Kanak Vardhan Singh Deo is an Indian politician from Odisha and a member of the former royal family of the princely state of Patna, Bolangir. A member of the Bharatiya Janata Party (BJP), Deo is serving as the 5th Deputy Chief Minister of Odisha, holding the portfolios of the Ministry of Agriculture and Farmers' Empowerment and the Ministry of Energy since 2024 under Mohan Majhi. He is also a member of the National Executive of the BJP. Deo is the grandson of former Chief Minister of Odisha, Rajendra Narayan Singh Deo.

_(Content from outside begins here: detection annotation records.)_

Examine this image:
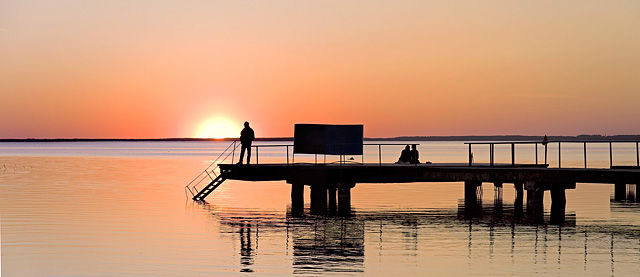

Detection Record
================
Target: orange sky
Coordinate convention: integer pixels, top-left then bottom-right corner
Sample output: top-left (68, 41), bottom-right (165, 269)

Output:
top-left (0, 0), bottom-right (640, 138)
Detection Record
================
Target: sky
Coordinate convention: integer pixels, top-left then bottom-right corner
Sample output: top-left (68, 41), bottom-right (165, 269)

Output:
top-left (0, 0), bottom-right (640, 138)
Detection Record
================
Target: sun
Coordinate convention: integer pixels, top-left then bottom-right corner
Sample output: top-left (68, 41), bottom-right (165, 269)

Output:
top-left (196, 117), bottom-right (240, 139)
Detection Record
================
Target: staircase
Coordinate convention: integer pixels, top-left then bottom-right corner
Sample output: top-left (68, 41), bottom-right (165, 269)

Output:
top-left (184, 141), bottom-right (238, 201)
top-left (192, 175), bottom-right (227, 201)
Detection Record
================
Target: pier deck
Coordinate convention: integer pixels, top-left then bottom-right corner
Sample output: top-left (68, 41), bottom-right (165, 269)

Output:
top-left (219, 163), bottom-right (640, 185)
top-left (185, 141), bottom-right (640, 224)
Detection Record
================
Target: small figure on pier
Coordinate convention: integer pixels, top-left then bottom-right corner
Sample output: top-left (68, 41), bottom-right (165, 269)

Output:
top-left (238, 121), bottom-right (256, 164)
top-left (396, 144), bottom-right (411, 164)
top-left (410, 144), bottom-right (420, 164)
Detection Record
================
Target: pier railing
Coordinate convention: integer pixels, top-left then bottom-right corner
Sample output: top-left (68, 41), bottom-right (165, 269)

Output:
top-left (184, 141), bottom-right (239, 197)
top-left (465, 140), bottom-right (640, 168)
top-left (231, 143), bottom-right (420, 165)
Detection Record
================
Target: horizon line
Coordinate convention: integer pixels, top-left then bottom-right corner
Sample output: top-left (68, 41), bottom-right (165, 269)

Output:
top-left (0, 134), bottom-right (640, 142)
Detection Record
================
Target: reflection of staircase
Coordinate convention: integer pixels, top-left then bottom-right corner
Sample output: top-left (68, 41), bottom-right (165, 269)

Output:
top-left (184, 141), bottom-right (238, 201)
top-left (193, 174), bottom-right (227, 201)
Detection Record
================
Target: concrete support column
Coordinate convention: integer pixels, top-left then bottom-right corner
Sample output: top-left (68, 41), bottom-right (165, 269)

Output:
top-left (513, 182), bottom-right (524, 218)
top-left (524, 181), bottom-right (544, 223)
top-left (464, 181), bottom-right (482, 218)
top-left (613, 183), bottom-right (627, 201)
top-left (291, 183), bottom-right (304, 217)
top-left (338, 186), bottom-right (351, 216)
top-left (311, 184), bottom-right (327, 215)
top-left (328, 187), bottom-right (337, 215)
top-left (464, 181), bottom-right (482, 203)
top-left (551, 185), bottom-right (567, 224)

== Early life and background ==
Kanak Vardhan Singh Deo is a member of the former royal family of Patna, which is now in Odisha. He is the son of the former Member of Parliament from Bolangir, Raj Raj Singh Deo. Deo is a grandson of former Chief Minister of Odisha, Rajendra Narayan Singh Deo and Kailash Kumari Devi, daughter of Maharaja Bhupinder Singh of Patiala. Deo completed his B.A. from Delhi University.

== Career ==
Deo was a Cabinet Minister of Industry and Public Enterprise from 2000 to 2004 and from 2004 to 2009 and also served as Urban Development and Public Enterprise minister in the Naveen Patnaik government until Patnaik left the National Democratic Alliance in 2009.

Deo won the 2024 Odisha Legislative Assembly election representing Bharatiya Janata Party (BJP) from Patnagarh Assembly Constituency in Bolangir district. He is also a former president of BJP Odisha.

On 12 June 2024, he took oath as Deputy Chief Minister of Odisha along with Pravati Parida and Mohan Charan Majhi as Chief Minister at Janata Maidan, Bhubaneswar. Governor Raghubar Das administered their oath. Prime Minister Narendra Modi, Home Minister Amit Shah, Defence Minister Rajnath Singh, along with Chief Ministers of 10 BJP-ruled states were present.

== Personal life ==
His wife, Sangeeta Kumari Singh Deo, was a Member of Parliament of the 12th, 13th, 14th and 16th Lok Sabha of India. They have a daughter, Nivritti Kumari. Nivritti is married to businessman and member of the former Mewar royal family, Lakshyaraj Singh Mewar, the son of Arvind Singh Mewar, who was also a businessman.